An Ava Labs engineer gave a rundown of the small code bug that severely crippled the Avalanche blockchain last week.
In a Sunday Medium post, blockchain engineer Patrick O'Grady wrote that increased congestion on the network triggered a “non-deterministic bug” related to how the high-throughput, proof-of-stake blockchain keeps track of transactions.
Funds were never at risk, O'Grady notes, though the high-profile misstep has a valuable lesson for the blockchain industry.
Avalanche launched in September 2020 with the claim it could process 4,500 transactions per second. It’s backed by prominent cryptocurrency firms including Mike Novogratz’s Galaxy Digital, Bitmain and Initialized Capital. It also has an academic stamp of approval, having been designed by Emin Gün Sirer, a computer science professor at Cornell University.

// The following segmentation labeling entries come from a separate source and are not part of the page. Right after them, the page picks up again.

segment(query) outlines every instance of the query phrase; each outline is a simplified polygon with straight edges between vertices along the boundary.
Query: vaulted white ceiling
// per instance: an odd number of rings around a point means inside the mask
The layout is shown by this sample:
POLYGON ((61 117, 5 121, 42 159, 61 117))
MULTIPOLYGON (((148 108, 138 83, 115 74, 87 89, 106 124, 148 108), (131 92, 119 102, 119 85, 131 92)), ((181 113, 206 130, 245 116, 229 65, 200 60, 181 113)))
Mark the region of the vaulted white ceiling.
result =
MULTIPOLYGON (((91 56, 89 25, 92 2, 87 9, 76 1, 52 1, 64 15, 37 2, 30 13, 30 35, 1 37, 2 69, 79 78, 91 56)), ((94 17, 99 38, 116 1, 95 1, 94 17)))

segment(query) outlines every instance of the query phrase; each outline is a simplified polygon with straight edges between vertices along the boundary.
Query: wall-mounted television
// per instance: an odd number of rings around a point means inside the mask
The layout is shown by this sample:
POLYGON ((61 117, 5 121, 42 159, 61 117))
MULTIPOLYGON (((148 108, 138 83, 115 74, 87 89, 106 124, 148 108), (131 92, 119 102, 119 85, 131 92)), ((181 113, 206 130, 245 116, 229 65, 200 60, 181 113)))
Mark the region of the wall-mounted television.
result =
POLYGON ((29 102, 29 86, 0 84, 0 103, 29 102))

The blockchain is usually grouped with other so-called Ethereum killers, or blockchains designed to solve the scalability problems that have plagued the second-largest blockchain since inception. While positioned to steal market share from Ethereum, Avalanche also has been billed as a way to complement and connect – rather than strictly compete – with its forbear.
Avalanche has three “default chains,” including the so-called “contract chain” that supports the Ethereum Virtual Machine and its Solidity coding language. It’s this chain that was part of this week’s issue.
You can read a full accounting of the problem that arose. But in short, in order to boost transaction throughput, Avalanche’s three chains remain separate and distinct from each other, each performing within a set range of transaction-types, up until the moment an asset has to hop over to another chain. That process was placed under an incredible strain, following the launch of a new decentralized money market called Pangolin.
An atypical amount of users and volume created an atypical amount of blocks to be processed. This, O’Grady notes, triggered a bug that was creating false cross-chain “mints.” In O’Grady’s words: “This caused some validators to accept some invalid mint transactions, while the rest of the network refused to honor these transactions and stalled the [contract]-chain.”
Importantly, no double-spends occurred. “The bug did not affect regular transactions, coin transfers, asset transfers, coin destruction, or smart contract invocations. Avalanche never allowed any user to successfully send the same funds to two recipients,” O’Grady wrote.
A read of the issue was ready just hours after the initial issue, though a fix was harder to come by. Given Avalanche’s decentralized nature, it would be impossible to get all the nodes to collude and rollback problematic transactions.
Instead, as O’Grady writes, a solution was found through incremental deployment of a patch – basically the way any software is updated.
Blockchains are complex things, built by human beings, but run by machines. An issue that was small enough to bypass during an initial inspection can snowball as a network grows. In Avalanche’s case, the bug didn’t bring down the network but it did pour ice water over some of the boasts made about the network’s ability to handle high-throughput prior to launch.
AVAX, the blockchain’s token, is trading hands at around $41.20, down from $53 on Feb. 11 when the problem occurred.